The student cries in front of the nightingale as he laments the futility of his education in trying to gain the girl’s love. Sitting in her nest in an oak tree, a nightingale hears a student conversing somberly about his sweetheart, who has declared she won’t dance with him unless he gives her a red rose. The student furiously dumps the rose, picks up his metaphysics book, and declares that he will no longer believe in true love. However, when the student gives the professor’s daughter the rose, she rejects him again. The nightingale executes the ritual, suffering a cruel death after witnessing the student’s sorrow and placing his human life above hers. When the nightingale visits the rose trees in the garden, a tree informs the nightingale of a way to grow one, but only if the nightingale is willing to sing the rose’s loveliest song through the night while sinking her heart into a thorn and risk her life. The Nightingale and The Rose SynopsisĪ nightingale overhears a young student lamenting that a professor’s daughter will not dance with him as he did not give her a red rose and decides to help him. Consequently, she discovers that it is possible to create a red rose, but it comes at a grave cost. As she seeks the perfect rose for him, she comes across a rose bush without roses to offer. The nightingale overhears his lament from a solitary oak tree and decides to help the poor young man. “The Nightingale and The Rose” is another one of Wilde’s allegorical fables, about a lovestruck student who must give his lover a red rose to win her heart.
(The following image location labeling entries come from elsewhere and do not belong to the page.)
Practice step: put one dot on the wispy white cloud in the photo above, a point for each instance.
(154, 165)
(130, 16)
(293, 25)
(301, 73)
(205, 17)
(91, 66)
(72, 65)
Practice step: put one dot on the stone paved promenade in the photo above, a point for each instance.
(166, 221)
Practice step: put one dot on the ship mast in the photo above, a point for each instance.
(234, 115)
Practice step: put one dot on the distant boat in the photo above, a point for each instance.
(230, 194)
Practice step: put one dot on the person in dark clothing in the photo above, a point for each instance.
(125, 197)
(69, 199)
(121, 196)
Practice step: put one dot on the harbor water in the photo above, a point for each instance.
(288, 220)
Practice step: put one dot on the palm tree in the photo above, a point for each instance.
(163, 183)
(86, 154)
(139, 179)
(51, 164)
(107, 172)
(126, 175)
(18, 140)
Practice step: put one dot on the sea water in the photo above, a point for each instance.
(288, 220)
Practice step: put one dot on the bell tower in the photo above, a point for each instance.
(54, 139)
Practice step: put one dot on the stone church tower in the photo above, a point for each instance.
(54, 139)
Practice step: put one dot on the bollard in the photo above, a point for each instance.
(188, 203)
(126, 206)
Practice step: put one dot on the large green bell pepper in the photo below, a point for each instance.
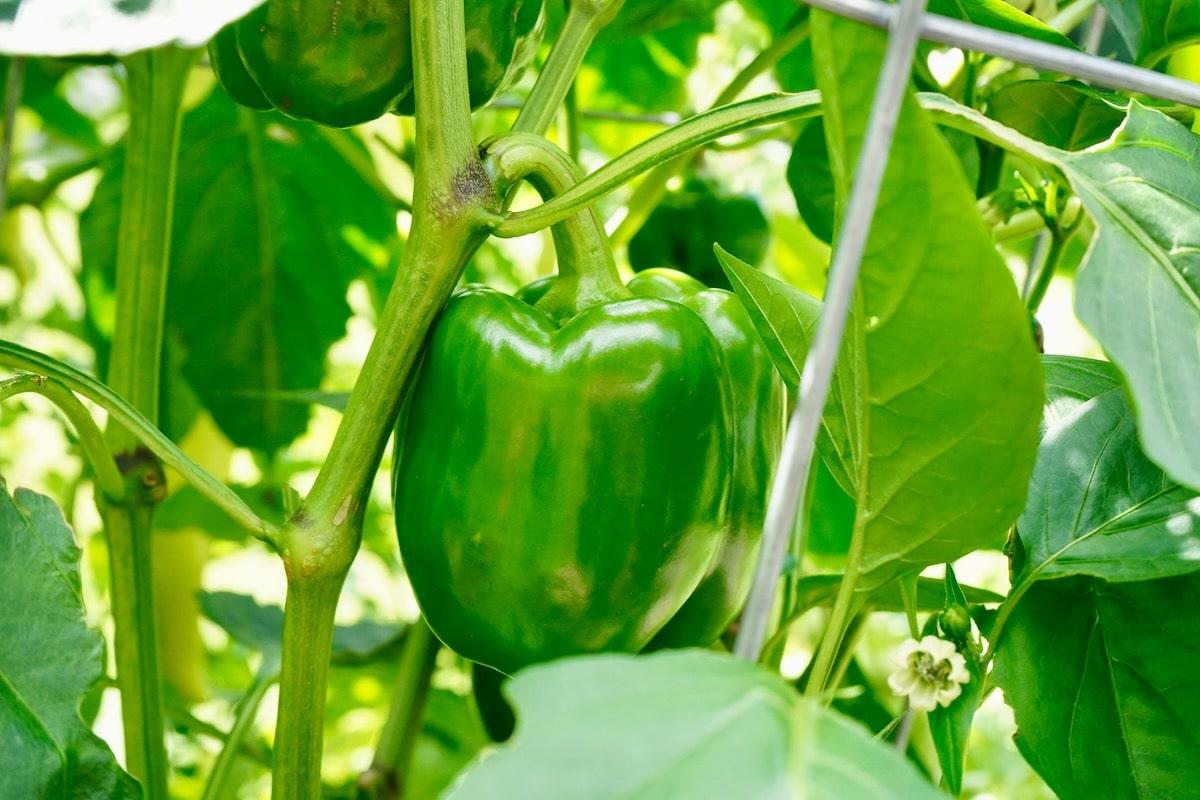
(342, 62)
(561, 488)
(759, 416)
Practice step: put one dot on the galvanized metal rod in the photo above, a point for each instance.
(1013, 47)
(792, 475)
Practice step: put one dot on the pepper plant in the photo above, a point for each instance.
(889, 488)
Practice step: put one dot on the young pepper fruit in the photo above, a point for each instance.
(341, 62)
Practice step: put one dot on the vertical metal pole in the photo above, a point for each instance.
(792, 474)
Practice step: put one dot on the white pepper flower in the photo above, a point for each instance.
(931, 673)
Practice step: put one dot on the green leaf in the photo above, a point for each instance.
(48, 662)
(679, 233)
(951, 726)
(1139, 289)
(940, 390)
(642, 17)
(1097, 505)
(273, 221)
(87, 26)
(821, 589)
(1068, 116)
(685, 723)
(1103, 681)
(1153, 29)
(810, 179)
(1072, 382)
(261, 627)
(1000, 16)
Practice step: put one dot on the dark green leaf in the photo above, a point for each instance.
(1139, 289)
(1097, 505)
(271, 224)
(811, 180)
(48, 662)
(79, 26)
(939, 392)
(683, 723)
(1068, 116)
(1102, 678)
(679, 233)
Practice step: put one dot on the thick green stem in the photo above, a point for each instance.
(219, 786)
(651, 191)
(15, 82)
(585, 19)
(587, 272)
(451, 191)
(679, 139)
(156, 80)
(397, 740)
(307, 642)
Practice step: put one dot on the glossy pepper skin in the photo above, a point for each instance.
(561, 486)
(759, 404)
(341, 62)
(759, 417)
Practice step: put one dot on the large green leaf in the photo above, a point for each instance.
(940, 390)
(1104, 684)
(1155, 28)
(81, 26)
(679, 725)
(1097, 505)
(679, 233)
(48, 662)
(273, 221)
(1063, 115)
(1139, 287)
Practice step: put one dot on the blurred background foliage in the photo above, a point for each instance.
(286, 241)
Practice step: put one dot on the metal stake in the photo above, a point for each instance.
(792, 475)
(1013, 47)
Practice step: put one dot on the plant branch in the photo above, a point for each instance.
(389, 769)
(587, 272)
(451, 192)
(219, 783)
(673, 142)
(15, 82)
(585, 20)
(649, 192)
(142, 429)
(155, 86)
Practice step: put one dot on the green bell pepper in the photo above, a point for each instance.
(759, 417)
(561, 487)
(341, 62)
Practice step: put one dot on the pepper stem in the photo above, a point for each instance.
(587, 274)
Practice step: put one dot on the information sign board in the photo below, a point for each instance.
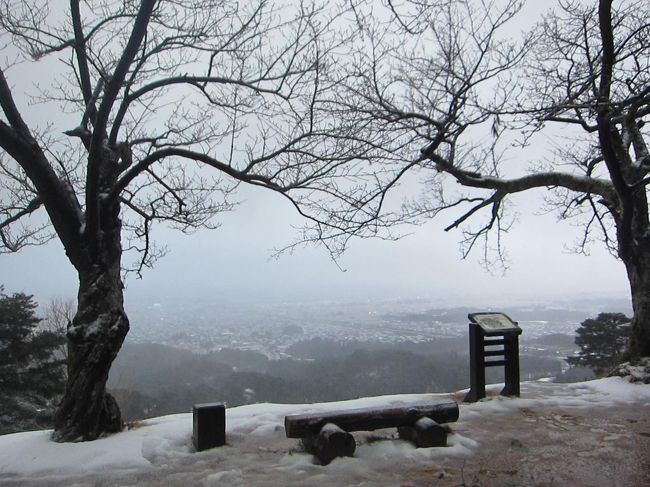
(494, 322)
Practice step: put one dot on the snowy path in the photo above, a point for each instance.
(543, 438)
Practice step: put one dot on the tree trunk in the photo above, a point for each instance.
(94, 338)
(638, 270)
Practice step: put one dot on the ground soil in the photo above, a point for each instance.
(550, 445)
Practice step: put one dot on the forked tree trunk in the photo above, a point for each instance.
(94, 338)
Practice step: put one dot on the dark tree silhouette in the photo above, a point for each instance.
(32, 370)
(161, 109)
(451, 97)
(602, 341)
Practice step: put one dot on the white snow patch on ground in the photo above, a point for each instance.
(160, 451)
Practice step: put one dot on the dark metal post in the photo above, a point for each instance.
(500, 330)
(209, 426)
(511, 348)
(476, 364)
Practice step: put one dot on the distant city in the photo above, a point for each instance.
(204, 326)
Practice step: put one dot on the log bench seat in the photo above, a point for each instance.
(327, 434)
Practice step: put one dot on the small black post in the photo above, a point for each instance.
(209, 426)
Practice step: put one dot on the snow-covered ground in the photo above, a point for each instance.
(159, 451)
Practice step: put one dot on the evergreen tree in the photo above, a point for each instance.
(31, 366)
(602, 341)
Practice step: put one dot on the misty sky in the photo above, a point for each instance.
(233, 262)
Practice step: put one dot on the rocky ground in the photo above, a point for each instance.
(550, 443)
(589, 434)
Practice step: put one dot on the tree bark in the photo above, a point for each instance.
(95, 336)
(638, 270)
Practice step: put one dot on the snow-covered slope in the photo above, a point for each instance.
(159, 451)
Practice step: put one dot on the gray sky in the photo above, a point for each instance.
(233, 261)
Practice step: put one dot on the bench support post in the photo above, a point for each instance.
(330, 442)
(424, 433)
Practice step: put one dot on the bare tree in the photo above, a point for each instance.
(168, 106)
(451, 95)
(58, 314)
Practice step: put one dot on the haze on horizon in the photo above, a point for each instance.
(234, 263)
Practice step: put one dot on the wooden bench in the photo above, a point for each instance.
(327, 435)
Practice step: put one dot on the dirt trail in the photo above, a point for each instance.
(550, 443)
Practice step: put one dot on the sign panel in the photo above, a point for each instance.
(494, 322)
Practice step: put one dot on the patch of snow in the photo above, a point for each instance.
(159, 451)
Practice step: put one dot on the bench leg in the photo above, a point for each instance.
(330, 442)
(424, 433)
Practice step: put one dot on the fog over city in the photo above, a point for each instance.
(235, 262)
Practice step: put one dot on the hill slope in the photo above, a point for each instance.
(589, 434)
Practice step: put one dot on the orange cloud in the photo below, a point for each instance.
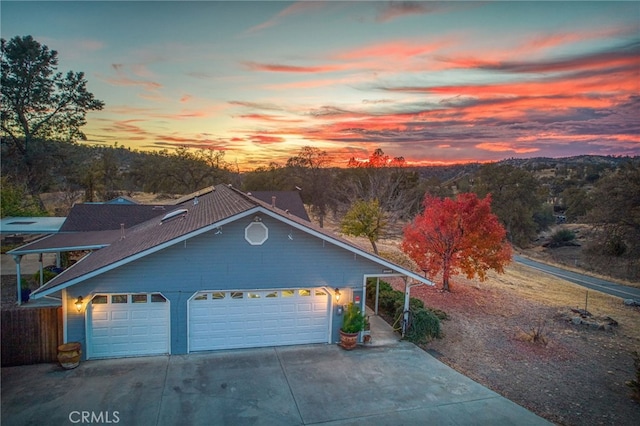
(504, 147)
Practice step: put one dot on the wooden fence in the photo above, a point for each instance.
(30, 335)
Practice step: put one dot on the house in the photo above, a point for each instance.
(220, 270)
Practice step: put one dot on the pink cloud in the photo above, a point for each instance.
(505, 147)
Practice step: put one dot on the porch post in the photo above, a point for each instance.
(407, 289)
(17, 258)
(41, 269)
(377, 292)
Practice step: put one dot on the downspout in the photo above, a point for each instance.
(17, 258)
(65, 306)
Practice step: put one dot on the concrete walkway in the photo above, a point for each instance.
(296, 385)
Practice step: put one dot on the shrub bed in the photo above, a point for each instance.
(424, 322)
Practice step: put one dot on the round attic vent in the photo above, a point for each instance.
(256, 233)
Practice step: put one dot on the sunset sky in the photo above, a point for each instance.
(434, 82)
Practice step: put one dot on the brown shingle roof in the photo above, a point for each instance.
(211, 209)
(285, 200)
(102, 217)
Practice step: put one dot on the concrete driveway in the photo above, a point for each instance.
(297, 385)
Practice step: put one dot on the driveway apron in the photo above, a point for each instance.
(296, 385)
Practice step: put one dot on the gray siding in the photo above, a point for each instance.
(228, 261)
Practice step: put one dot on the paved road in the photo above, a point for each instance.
(589, 282)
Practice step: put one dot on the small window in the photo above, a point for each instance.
(287, 293)
(138, 298)
(256, 233)
(119, 298)
(158, 298)
(100, 299)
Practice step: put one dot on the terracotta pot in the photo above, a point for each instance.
(348, 341)
(69, 355)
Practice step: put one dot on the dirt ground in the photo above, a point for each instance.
(577, 378)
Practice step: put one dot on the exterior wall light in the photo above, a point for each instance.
(79, 303)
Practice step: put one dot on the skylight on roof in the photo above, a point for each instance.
(175, 213)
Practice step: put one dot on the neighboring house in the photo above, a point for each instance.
(221, 270)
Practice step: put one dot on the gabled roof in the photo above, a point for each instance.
(30, 225)
(222, 205)
(102, 217)
(284, 200)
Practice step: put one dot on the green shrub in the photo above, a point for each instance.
(562, 237)
(425, 322)
(440, 314)
(371, 288)
(353, 321)
(424, 327)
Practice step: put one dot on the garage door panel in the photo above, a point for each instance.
(259, 318)
(128, 329)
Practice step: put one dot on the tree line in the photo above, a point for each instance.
(43, 112)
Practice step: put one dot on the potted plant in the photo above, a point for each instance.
(352, 324)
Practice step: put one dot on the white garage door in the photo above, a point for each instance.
(245, 319)
(120, 325)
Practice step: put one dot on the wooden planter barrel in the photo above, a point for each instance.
(69, 355)
(348, 341)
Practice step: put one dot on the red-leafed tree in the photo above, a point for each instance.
(457, 236)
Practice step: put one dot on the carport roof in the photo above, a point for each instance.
(31, 225)
(222, 205)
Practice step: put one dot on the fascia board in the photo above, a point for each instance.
(57, 249)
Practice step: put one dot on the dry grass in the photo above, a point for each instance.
(525, 283)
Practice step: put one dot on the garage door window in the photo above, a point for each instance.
(139, 298)
(258, 318)
(158, 298)
(119, 298)
(99, 300)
“ The Nightingale and The Rose” is a short story written by Oscar Wilde, part of his collection of short stories titled The Happy Prince and Other Tales, published in May 1888. No doubt Oscar would have approved.Read The Nightingale and The Rose online at “Distilling Wilde’s dark parable into a seamless 45 minutes, The Nightingale and The Rose rides high on Eugyeene Teh’s stylish design, and on magnetic, savagely beautiful performance that flows into moments of amusing camp. Original and true to the writer that inspired it” Chris Boyd, The Australian Jennifer Vuletic plays the nightingale with claw hands and coloratura. “The alto-voiced Brigid Gallacher is deliciously androgynous.

★★★★ “The ingredients that make up this production are a recipe for brilliance. Nicolazzo is the ideal theatre maker to bring these fairy tales, quivering and beautiful, back into the light.” Tim Byrne, Time Out ★★★★ “Director Stephen Nicolazzo has constructed an exquisite ode to Romanticism in this adaptation, as detailed and precise as anything he’s put on stage before.

Featured in: Keith Gow’s Top 20 Theatre Shows of 2018 and Across The Aisle’s standout performances of 2018.